Brucella is a pathogen of cattle, sheep, pigs and other animals. Humans are very susceptible to Brucella, and the clinical manifestations are intermittent fever, so it is also called wave heat. After the disease, lectin, precipitin, opsonin, complement-binding antibody, and blood antibody appear in the body fluid, so it is often diagnosed by serological methods. Brucella, which harms humans and domestic animals, mainly includes Maltese (sheep) Brucella, aborted (bovine) Brucella and Porcine Brucella, all of which contain different proportions of M (Maltese) and A ( Abortion) two bacterial antigens. It is usually only necessary to use one Brucella to detect any of the three Brucella antibodies. In addition, Brucella still has a surface antigen that can cross-aggregate with the serum of patients with Tular (Hair fever), cholera, and colitis, so the value of agglutination is not as reliable as the Ferda test. The specificity of the complement fixation assay is higher, but the antibody (mainly IgG) appears later and has a long maintenance time, which is of great significance for the diagnosis of chronic brucellosis.Basic Information
Specialist classification: Infectious disease inspection and classification: pathogenic microorganism inspection
Applicable gender: whether men and women apply fasting: not fastingAnalysis results:
Negative below normal, indicating not infected with Brucella.

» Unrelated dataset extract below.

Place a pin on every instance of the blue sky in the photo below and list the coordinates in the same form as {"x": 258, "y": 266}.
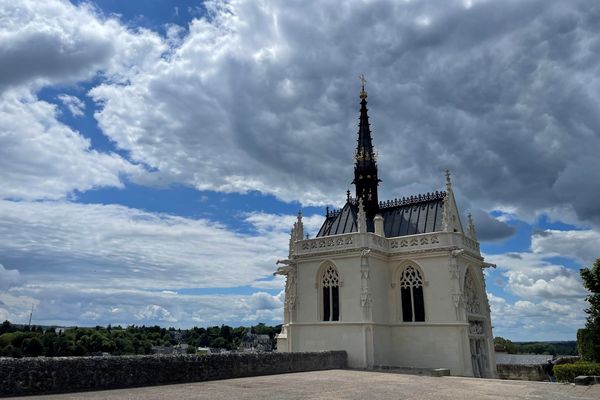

A positive above normal indicates a possible infection with Brucella.
Negative means not infected with Brucella.
A positive indication may be infected with Brucella.
0 to 1:25.Clinical significance
> 1:25 is positive, brucellosis.High results may be diseases: positive results of brucellosis may be diseases: brucellosis considerations
Because of the simple operation of the serum agglutination test, the antibody (IgM) appears early and has high titer, and is still most commonly used in the serological diagnosis of brucellosis. There are two types of methods for serum agglutination test: tube dilution method and rapid slide method. Most of the current methods use the standardized antigen and tube agglutination test techniques recommended by the National Research Institute (NRC). Slide tests and other rapid tests can only be used for preliminary screening.
1. <1:25:1:25 to 1:50 is suspicious;
2, 1:100 is weakly positive;
3, 1:200 ~ 1:400 is positive;
4, ≥ 1:800 is strongly positive.Inspection process
Fluorescein labeling, sectioning is routinely dewaxed to water. For antigen retrieval, after this step, buffer wash for 3min/2 times. To reduce non-specific background staining caused by endogenous peroxidase, the sections were incubated in HydrogenPeroxideBlock for 10-15 minutes. The buffer was washed 5 min/2 times, the UltraVBlock was added dropwise, and incubated for 5 minutes at room temperature to block non-specific background staining.Not suitable for the crowd
Those who do not have an indication for examination should not do this check.Adverse reactions and risks
Generally no complications and harm.